Insight from Visualization: The chart shows that Gable and Hip roofs are everywhere across all house types, but you see them in different amounts. Two-story homes really prefer Gable roofs even more than one-story homes do. I think this is because a Gable roof (the pointy triangle kind) looks better on a tall house—it emphasizes the height. Hip roofs (where all sides slope down) are flatter and work well on both styles but seem especially popular on ranch houses where you don’t want the house to look too tall.


Conclusion

Looking at group probabilities and rare combinations this week taught me a lot about the Ames housing market:

  1. Townhouses are really rare: Even though they’re usually good starter homes, less than 5% of Ames homes are townhouses or multi-family. Ames is basically all single-family houses.

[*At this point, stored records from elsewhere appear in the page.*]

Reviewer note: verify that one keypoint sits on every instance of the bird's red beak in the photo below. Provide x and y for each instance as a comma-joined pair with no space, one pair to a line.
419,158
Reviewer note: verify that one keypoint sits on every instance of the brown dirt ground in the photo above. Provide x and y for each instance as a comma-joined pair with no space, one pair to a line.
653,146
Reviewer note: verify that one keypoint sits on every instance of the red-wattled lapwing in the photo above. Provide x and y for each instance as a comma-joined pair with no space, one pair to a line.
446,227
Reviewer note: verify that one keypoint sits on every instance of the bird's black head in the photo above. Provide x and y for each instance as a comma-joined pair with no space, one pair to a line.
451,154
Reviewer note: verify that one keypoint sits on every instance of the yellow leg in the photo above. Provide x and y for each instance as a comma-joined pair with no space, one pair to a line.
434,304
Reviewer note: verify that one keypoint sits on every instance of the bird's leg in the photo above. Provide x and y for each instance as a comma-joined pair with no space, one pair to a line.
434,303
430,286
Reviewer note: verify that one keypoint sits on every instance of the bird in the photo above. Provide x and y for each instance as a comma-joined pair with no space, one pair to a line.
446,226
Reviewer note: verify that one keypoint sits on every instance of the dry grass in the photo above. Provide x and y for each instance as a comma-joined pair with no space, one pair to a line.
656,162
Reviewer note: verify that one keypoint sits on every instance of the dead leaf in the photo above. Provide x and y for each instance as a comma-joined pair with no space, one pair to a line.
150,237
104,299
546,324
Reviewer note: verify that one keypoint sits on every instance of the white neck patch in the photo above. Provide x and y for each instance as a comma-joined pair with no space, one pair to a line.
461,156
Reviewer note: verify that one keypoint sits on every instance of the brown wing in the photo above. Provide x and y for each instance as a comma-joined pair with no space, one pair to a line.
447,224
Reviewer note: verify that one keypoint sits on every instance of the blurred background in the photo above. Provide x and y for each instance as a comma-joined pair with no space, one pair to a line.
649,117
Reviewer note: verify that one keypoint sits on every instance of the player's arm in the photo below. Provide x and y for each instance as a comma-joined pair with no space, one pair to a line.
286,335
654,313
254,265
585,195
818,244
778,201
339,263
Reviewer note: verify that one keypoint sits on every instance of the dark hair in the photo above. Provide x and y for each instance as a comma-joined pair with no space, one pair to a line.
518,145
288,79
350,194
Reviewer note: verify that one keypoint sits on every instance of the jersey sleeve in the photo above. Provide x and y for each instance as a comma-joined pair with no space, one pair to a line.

  2. Quality and neighborhood go together: You basically can’t find a cheap, low-quality house in an expensive neighborhood (only 0.07% chance). Nice neighborhoods stay nice, and builders only put expensive houses in nice areas.

  3. Garages became essential over time: Modern homes without garages are super rare because everyone expects parking now. The shift from 1-car to 3-car garages shows how car ownership changed over the decades.

  4. Architecture is pretty traditional here: Most homes have standard Gable or Hip roofs (98% of them). The fancy or unusual combinations either don’t work structurally or just aren’t popular in the Midwest.

These findings could actually be useful for real people: developers could see that townhouses are rare and maybe there’s demand for them, homebuyers can understand if what they want is common or unusual (which affects how hard it’ll be to find), and appraisers can spot truly weird homes that need special attention (like a premium neighborhood with a quality-2 house).

Next Steps: I’d like to look at whether the rare combinations are priced differently—do unique features make homes more expensive or just harder to sell? Also, I’m curious if the rare combinations are becoming more or less common over time, which would show if trends are changing.